With his other hand, he captures mine and tugs it free. He squeezes it once, gently. “Yes. It did.”

Jasper takes my knight with his castle at D7. “Tell me the rest.”

I shift my gaze back to the board, finding it easier to talk while my hands are occupied, and take his castle with my knight, feeling like I’m falling into his plot. But even so, it doesn’t even occur to me to hesitate now. “Henry was in the Army for a few years, and I had just finished my degree when he was dishonorably discharged—found criminally negligent in his basic duties.”

Dead silence. Jasper sits back in his chair, and I can tell I’ve surprised him.

“It was sloppiness, really. I genuinely don’t believe he would have done anything malicious, but he was always careless when things didn’t interest or benefit him. Two men died because of his actions, and he was serving his time in a military prison when the strikes happened.”

“You left him while he was in prison?” Sitting forward again smoothly, he moves his other castle to D1.

That was a hard time. I’d buried myself in work and tried to ignore the whispers of my coworkers. People took dishonorable discharges seriously.

They were a serious matter.

I smile ruefully. “I tried. Turns out, dishonorable discharges are expensive. His lawyers were expensive. Divorce is expensive. It took time. I was trying to get that sorted when everything happened.”

His elbows on his knees, Jasper regards me with unnerving intensity. Needing to escape the attention, I shift my queen to E6

to put pressure on his queen. I think I’ve lost this game. Playing against Jasper, I’m not sure I had a chance to begin with.

“Do I remind you of him?” he asks seriously. “Is that why you’ve been avoiding me?”

His bishop takes my knight at D7 in a severe, clipped motion. He’s right next to my king.

“Check.”

I suck in a breath, but I’m not looking at the board. “No. No, Jasper, you don’t. Not— Not really. It’s just the wealth and I — I just feel like I’m saying the wrong thing all the time.”

Rather than looking hurt or offended, as I feared, he seems to consider that. “Because you don’t know the rules?”

I take my knight to D7, taking his bishop, for all the good it would do. This game is hopeless. I was lost before I began.

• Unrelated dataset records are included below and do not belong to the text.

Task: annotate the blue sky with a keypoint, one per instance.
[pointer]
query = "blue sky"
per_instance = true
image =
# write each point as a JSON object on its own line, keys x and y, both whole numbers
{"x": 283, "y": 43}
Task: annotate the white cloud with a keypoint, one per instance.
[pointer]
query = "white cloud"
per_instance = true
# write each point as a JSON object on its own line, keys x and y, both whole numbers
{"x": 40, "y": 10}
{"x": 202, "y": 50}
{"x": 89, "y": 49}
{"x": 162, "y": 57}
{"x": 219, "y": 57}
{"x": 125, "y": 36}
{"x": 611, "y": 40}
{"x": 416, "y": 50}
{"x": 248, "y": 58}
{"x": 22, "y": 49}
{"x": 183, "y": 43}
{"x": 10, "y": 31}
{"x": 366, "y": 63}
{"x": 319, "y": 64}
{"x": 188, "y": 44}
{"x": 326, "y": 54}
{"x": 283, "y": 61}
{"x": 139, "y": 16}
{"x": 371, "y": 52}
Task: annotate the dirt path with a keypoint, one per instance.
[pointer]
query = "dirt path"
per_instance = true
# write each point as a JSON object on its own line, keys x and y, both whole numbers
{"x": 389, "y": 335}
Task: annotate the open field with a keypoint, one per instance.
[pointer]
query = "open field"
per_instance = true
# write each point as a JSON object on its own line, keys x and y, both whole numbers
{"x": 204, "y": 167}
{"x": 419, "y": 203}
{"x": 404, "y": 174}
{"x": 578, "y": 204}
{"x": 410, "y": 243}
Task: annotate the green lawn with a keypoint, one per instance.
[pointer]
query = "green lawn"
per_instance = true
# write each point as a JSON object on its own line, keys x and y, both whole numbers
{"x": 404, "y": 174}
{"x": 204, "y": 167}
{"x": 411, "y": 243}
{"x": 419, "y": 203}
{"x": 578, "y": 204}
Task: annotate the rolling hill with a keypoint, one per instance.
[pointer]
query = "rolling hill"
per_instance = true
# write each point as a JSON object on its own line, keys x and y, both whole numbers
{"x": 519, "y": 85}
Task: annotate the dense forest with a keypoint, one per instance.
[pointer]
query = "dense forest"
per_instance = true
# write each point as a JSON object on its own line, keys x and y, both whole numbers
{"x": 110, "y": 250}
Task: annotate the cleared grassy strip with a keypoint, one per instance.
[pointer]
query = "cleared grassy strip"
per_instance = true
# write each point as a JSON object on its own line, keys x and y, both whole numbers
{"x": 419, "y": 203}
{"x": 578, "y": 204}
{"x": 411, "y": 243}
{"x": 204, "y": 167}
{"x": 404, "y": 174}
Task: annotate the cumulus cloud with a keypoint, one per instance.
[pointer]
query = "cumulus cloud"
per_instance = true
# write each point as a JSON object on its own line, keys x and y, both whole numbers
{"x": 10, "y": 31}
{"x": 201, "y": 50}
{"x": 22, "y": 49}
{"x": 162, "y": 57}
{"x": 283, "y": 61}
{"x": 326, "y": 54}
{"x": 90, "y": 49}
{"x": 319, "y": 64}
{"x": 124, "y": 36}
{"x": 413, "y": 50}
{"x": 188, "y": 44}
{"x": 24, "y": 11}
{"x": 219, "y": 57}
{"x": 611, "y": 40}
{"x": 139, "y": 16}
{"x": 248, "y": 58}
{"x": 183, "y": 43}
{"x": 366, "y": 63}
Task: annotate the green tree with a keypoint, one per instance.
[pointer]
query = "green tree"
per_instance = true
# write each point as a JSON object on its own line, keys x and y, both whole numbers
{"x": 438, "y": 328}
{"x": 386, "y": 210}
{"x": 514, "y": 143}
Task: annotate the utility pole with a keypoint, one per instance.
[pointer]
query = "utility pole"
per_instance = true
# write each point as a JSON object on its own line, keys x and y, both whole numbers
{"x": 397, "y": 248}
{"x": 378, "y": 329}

“Because I hate the rules.” The words burst from me like a geyser.

Oh.

My hand flies to my mouth, mortified. “I’m sorr—”

“We’ve spoken already today about that word, Eden,” Jasper says calmly. He moves his queen to B8, and I’m in check again. He examines my face. “The rules . . . ”

I wrap my arms around my stomach, sitting back . . . but as I do, Jasper leans forward in his chair, chasing me.

“What is it you want from us, Eden?” he asks, so so gently.

I move to stand. “I need some water, I—”

“Come here.”

My pulse thunders . . . but I can’t escape the gravity of his gaze.

“Here?” I breathe, even as I step into him. Did I think he was darkness before? In the soft lights of the room, he shines like a star.

When I stand before him, he takes my damp palms in his, and dizziness swirls my brains. He doesn’t say anything, but I sink to my knees. I couldn’t say why, exactly. I’m sure there are thoughts floating somewhere in the mists of my mind. But curling up between his legs feels like breathing, like nature, like the home he tempted me with so sweetly when I first arrived.